Die 100 besten Musiker aller Zeiten: The Velvet Underground – Essay von Julian Casablancas
Velvet Underground: Romantisch, aber auch auf höchst intensive Weise real. Poesie und Journalismus in einem.
Wenn man heute einen Classic-Rock-Sender hört, warum spielen sie dort eigentlich nicht Velvet Underground? Warum immer nur Boston und Led Zeppelin? Und warum sind die Stones so viel populärer als die Velvets?
Okay, ich weiß schon, warum sie populärer sind. Aber ein Teil von mir war immer der Meinung, dass es eigentlich andersherum sein sollte. Velvet Underground waren ihrer Zeit weit voraus. Und ihre Musik war seltsam. Ich konnte trotzdem nicht glauben, dass das nicht die meistgehörte Musik der Welt sein sollte.
Diese vier Studioalben heute zu hören, ist, wie ein gutes Buch zu lesen, das in einer fernen Zeit spielt. Wenn ich „The Velvet Underground And Nico“ oder „Loaded“ höre, fühle ich mich in Andy Warhols Factory der Sechziger Jahre versetzt oder ins Max’s Kansas City. Wie Lou Reed schrieb und sang – über Drogen und Sex und die Leute um ihn herum -, das war so sachlich, so unprätentiös.

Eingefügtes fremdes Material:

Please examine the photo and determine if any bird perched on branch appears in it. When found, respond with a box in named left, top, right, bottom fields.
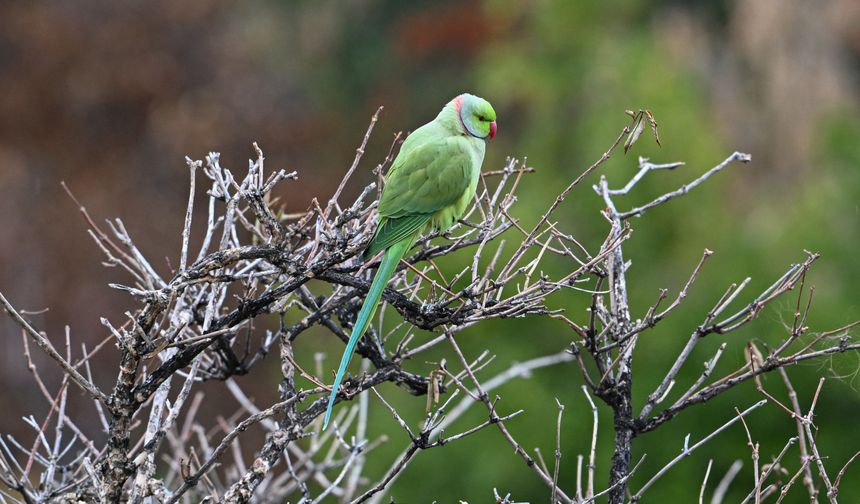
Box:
left=323, top=93, right=497, bottom=429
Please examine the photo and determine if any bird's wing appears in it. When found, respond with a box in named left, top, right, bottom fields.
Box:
left=378, top=135, right=473, bottom=218
left=366, top=135, right=475, bottom=257
left=363, top=215, right=428, bottom=259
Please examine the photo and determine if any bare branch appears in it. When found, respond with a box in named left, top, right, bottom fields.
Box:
left=631, top=400, right=767, bottom=501
left=1, top=112, right=856, bottom=504
left=0, top=292, right=107, bottom=403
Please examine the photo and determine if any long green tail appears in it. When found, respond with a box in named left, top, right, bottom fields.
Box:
left=322, top=239, right=412, bottom=429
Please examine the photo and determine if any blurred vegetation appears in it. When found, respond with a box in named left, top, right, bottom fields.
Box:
left=1, top=0, right=859, bottom=501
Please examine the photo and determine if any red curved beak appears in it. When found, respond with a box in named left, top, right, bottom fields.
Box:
left=489, top=121, right=497, bottom=140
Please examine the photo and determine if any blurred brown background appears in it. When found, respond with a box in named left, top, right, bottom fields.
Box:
left=2, top=0, right=860, bottom=501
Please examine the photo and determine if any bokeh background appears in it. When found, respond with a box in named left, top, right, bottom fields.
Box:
left=2, top=0, right=860, bottom=501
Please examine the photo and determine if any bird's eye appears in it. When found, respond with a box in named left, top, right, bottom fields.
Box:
left=477, top=115, right=486, bottom=121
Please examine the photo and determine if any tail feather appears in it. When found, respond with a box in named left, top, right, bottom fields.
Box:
left=322, top=238, right=412, bottom=429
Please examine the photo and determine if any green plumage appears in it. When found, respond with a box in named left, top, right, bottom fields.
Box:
left=323, top=93, right=496, bottom=429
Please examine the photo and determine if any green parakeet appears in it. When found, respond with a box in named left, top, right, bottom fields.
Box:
left=323, top=93, right=497, bottom=429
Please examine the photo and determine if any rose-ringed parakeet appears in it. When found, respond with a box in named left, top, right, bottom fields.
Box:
left=323, top=93, right=497, bottom=429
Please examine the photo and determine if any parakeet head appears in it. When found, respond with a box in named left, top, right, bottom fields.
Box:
left=453, top=93, right=497, bottom=140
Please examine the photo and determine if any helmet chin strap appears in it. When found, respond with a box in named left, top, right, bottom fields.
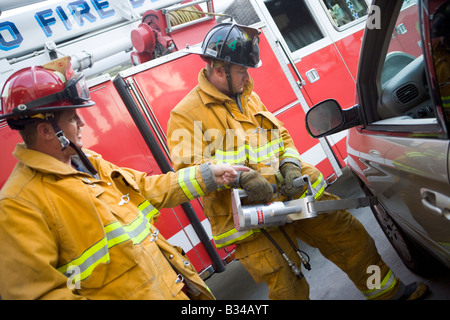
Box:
left=224, top=64, right=235, bottom=96
left=223, top=65, right=243, bottom=113
left=67, top=140, right=99, bottom=177
left=47, top=117, right=98, bottom=176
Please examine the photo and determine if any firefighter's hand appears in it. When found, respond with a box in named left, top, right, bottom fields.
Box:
left=211, top=164, right=250, bottom=186
left=279, top=163, right=303, bottom=197
left=239, top=170, right=274, bottom=204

In der Art, wie er verrückte Situationen beschrieb, konnte Reed romantisch sein, aber er war auch auf höchst intensive Weise real. Poesie und Journalismus in einem.
The Velvet Underground: „White Light / White Heat“:
Eine Menge Leute assoziieren die Velvets mit Feedback und Krach. „White Light/ White Heat“ ist die Art Platte, für die man in der richtigen Stimmung sein muss. Man muss in einer abgefuckten Kneipe sitzen und richtig übler Laune sein.
Mo Tucker klang heißer als Nico
Die Velvets haben aber auch sehr schöne Musik gemacht. „Sunday Morning“ zum Beispiel – mit John Cales Viola -, „Candy
Says“, „All Tomorrow’s Parties“. Ich kann mir diesen Song nur mit Nico als Sängerin vorstellen, obwohl Maureen Tucker eine coole Stimme hatte. Sie hatte durchaus etwas Weibliches. Ich fand, sie klang heißer als Nico.
Am Anfang orientierten sich die Strokes ganz klar an der Stimmung der Velvets. Als wir die Band starteten und ich die ersten Songs schrieb, hörte ich am laufenden Band „Loaded“. Vier ganze Monate lang nur „Loaded“ und ein Greatest-Hits-Album von den Beach Boys.
Viele unserer Gitarrensounds basieren auf dem, was Reed und Sterling Morrison machten. Ich wünschte wirklich, wir hätten sie mehr kopieren können. Wir kamen nicht nahe genug heran. Doch das war okay, weil es so mehr unsere Sache wurde.